Neyse bu arada hava düzeldi, açtı gene. Bu bölgede çobanın bile akıllı telefonu var. Sürüleri güderken parmağıyla kaydırıyordu sayfaları. Malkara’ya 15 km kaldı. Tekirdağ yolu artık fazla uzağımda değil. 6 km sonra bağlanıyorum otoyol gürültüsüne. Sağdan güvenlik şeridinin düzgün bölümlerinde sürmekteyim. Kazımışlar, kanal kanal olmuş, teker içine girip dengeyi bozuyor. Bu yükle de düşmek hiç istemem. [e], 39 km/10.00, % 60 tükendi. 5 km sonra hedefime ulaşacağım. Neyse traktörler bir beni geçiyor, yokuş aşağı ben onları. Sağ sol peynir-süt vs fabrikaları. Ve Malkara levhası görünüyor. Güzel kaptırmışım, durup da foto almıyorum. Bir de şu çubuklardan mı almalıyım, hareket halinde fotomu çekmek için. Yok ya, daha neler! Bir alt-üst geçit inşaatını geçip geldiğim ışıklarda ÖE’yi sorduğumda sağdan gitmem isteniyor. Ve ikinci tarifte de üst geçitten sağa ve sola diyorlar. Aynen elimle koymuş gibi buluyorum. Girmeden bir kahveyle dinleniyorum. Yol kısa, ben de erken çıkınca saat 11 de varmış oldum. Duygu Hanım kaydımı yapıyor, post cihazından parayı çekiyor, odanın temizliği bitince de 201’e yerleşiyorum. Bisi girişte kendine yer buluyor. Böyle kolayca bisiye yer bulununca çok rahatlıyorum. Bazılarında dert oluyor, bu da beni sinir ediyor.












Duş sonrası, 12’de yemek servisi varmış. Ben de geçerken hazır kızartılmayı bekleyen patatesler görmüştüm. Lokantaya iniyor bir tabak patatesi (3 TL), aslında etin garnisiymiş de bana çok istediğimden veriyorlar, ketçap, Ezine’den aldığım kaşar ve büfede gördüğüm soğanla, ‘üzerinize afiyet’ ediyorum. Odada biraz tabletten haberlere bakarken uyuya kalmışım. Dünkü gecenin yorgunluğunu 4’e kadar uyuyarak çıkartıyorum.

Malkara.

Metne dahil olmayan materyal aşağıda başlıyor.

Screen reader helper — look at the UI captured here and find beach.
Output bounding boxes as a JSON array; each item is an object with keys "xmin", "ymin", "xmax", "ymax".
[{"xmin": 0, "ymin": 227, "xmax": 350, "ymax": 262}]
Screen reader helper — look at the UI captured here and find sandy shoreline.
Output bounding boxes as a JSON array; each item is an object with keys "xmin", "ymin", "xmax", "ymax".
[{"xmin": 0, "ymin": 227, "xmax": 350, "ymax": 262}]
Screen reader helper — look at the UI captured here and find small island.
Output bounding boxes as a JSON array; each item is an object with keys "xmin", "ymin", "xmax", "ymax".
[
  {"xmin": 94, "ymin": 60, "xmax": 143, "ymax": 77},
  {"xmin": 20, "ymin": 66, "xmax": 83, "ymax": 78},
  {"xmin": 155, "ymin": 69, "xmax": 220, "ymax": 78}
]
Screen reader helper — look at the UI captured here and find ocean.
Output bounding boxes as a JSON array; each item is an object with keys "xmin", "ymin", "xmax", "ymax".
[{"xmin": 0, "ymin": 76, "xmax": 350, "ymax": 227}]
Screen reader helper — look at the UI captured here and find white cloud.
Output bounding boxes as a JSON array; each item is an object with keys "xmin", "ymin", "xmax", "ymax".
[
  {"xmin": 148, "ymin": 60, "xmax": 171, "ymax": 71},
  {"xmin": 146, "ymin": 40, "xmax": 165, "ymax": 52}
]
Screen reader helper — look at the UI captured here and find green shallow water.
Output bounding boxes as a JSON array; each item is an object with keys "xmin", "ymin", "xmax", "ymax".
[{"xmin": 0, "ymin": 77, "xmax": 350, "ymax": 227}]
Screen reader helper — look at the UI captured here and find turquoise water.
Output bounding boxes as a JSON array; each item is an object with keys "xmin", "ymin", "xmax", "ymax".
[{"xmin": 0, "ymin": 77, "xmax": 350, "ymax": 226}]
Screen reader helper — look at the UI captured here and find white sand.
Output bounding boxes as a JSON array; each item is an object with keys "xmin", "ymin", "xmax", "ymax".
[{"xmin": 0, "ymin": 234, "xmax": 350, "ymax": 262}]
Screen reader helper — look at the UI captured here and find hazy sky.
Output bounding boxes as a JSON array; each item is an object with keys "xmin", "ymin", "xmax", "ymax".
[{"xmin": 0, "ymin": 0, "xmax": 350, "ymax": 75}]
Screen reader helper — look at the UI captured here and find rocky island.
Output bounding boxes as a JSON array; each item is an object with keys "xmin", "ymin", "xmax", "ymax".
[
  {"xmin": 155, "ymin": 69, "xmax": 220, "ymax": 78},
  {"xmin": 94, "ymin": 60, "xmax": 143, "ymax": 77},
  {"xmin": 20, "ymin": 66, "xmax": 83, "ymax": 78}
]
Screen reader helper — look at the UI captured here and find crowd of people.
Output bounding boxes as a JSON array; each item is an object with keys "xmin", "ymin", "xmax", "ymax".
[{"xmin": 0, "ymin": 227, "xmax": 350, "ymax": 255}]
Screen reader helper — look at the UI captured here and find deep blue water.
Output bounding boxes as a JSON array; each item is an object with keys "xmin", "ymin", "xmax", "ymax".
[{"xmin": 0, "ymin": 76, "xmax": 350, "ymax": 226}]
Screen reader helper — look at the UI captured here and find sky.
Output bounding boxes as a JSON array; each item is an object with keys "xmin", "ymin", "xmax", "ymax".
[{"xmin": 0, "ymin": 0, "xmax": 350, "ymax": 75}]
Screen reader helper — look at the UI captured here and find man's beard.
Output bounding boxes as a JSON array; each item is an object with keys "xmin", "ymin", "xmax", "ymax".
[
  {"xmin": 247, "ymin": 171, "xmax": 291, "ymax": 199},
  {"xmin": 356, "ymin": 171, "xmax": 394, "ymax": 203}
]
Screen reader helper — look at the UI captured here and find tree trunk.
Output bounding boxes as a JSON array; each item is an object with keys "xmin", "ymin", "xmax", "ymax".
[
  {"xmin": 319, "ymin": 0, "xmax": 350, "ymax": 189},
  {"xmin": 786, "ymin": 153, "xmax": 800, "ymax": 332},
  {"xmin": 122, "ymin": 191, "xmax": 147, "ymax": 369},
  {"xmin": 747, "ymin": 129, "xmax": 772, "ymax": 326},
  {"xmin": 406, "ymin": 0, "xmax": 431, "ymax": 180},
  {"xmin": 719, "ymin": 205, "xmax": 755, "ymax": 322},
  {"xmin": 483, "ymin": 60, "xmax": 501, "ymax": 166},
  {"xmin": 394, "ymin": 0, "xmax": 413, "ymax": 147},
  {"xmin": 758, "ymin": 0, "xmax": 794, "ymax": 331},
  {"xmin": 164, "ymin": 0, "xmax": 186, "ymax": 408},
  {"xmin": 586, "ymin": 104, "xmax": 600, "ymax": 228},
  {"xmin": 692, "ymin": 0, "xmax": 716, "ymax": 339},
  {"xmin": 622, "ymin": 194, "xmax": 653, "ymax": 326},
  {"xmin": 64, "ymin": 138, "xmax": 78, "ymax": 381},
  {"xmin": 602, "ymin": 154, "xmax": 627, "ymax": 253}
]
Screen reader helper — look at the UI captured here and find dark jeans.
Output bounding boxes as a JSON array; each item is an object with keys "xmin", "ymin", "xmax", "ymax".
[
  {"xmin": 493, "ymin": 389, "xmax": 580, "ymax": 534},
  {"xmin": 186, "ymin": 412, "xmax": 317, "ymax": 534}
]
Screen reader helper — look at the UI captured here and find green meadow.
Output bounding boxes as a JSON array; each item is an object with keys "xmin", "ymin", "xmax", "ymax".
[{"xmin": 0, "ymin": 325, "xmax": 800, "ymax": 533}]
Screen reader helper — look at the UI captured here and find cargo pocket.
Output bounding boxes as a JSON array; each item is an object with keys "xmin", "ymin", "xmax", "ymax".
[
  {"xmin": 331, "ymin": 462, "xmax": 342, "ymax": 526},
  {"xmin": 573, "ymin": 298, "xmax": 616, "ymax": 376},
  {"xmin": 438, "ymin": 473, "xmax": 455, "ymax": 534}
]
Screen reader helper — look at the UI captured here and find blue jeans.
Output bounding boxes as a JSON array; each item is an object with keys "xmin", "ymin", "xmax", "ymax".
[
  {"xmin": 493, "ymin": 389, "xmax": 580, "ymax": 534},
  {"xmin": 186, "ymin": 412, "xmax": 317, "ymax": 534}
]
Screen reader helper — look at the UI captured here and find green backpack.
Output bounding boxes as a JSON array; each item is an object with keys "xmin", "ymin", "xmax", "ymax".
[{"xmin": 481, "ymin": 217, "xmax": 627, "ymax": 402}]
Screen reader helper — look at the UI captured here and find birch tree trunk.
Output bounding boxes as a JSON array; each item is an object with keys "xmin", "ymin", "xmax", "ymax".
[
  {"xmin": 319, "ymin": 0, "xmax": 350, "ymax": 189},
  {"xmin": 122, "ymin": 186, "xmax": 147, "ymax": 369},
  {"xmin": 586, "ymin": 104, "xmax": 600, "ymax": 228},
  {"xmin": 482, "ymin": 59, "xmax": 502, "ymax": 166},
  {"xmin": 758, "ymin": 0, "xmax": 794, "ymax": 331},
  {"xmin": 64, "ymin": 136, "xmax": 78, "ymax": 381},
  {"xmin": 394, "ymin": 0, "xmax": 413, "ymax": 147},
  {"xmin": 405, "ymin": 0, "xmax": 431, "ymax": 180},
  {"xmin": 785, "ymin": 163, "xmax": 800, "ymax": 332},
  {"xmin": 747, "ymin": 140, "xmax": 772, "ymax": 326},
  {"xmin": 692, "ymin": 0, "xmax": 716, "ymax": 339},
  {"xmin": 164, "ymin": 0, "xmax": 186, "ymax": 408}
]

Pers kralı I. Kserkes zamanında Yunan şehirleri ile yapılan savaşlar (Pers savaşları) sırasında, Malkara'ya çok yakın olan Gürgen Bayırı denilen yerde bir kalenin yapıldığı söylenmektedir. Bu kale civarında birçok yılan bulunduğundan, bu kaleye Farsça Margar veya Margaar adı verilmiştir. Farsçada mar yılan, gar veya gaar da in/mağara anlamına geldiğine göre Malkara sözü, yılanlı mağara veya yılanlı kale anlamına gelmektedir.

Bir söylentiye göre, Makedonya Kralı Büyük İskender Trakya'da otuz yıldan fazla kalan Persleri Trakya'dan uzaklaştırınca, Malkara'da (Malgar'da) Sazan, Malgar ve Kumardar isimli üç komutanı, edek güçlerin başına bırakmıştır. Bunlardan Malgar Gürgen bayırındaki kalenin benzerini, bugünkü Malkara'nın batısında yeniden kurmuştur. Kumardaç isimli komutan da bir kale yaptırmıştır (halen oraya Kumardaş Tepe denilmektedir). Sazan adlı komutan da yine bir kale yaptırmıştır (bugün Sazan Çiftliği denilen yerde). Bu kaleler daha sonra Romalıların eline geçmiştir. Bizanslılar dönemine kadar savunma amacıyla kullanılmışlardır.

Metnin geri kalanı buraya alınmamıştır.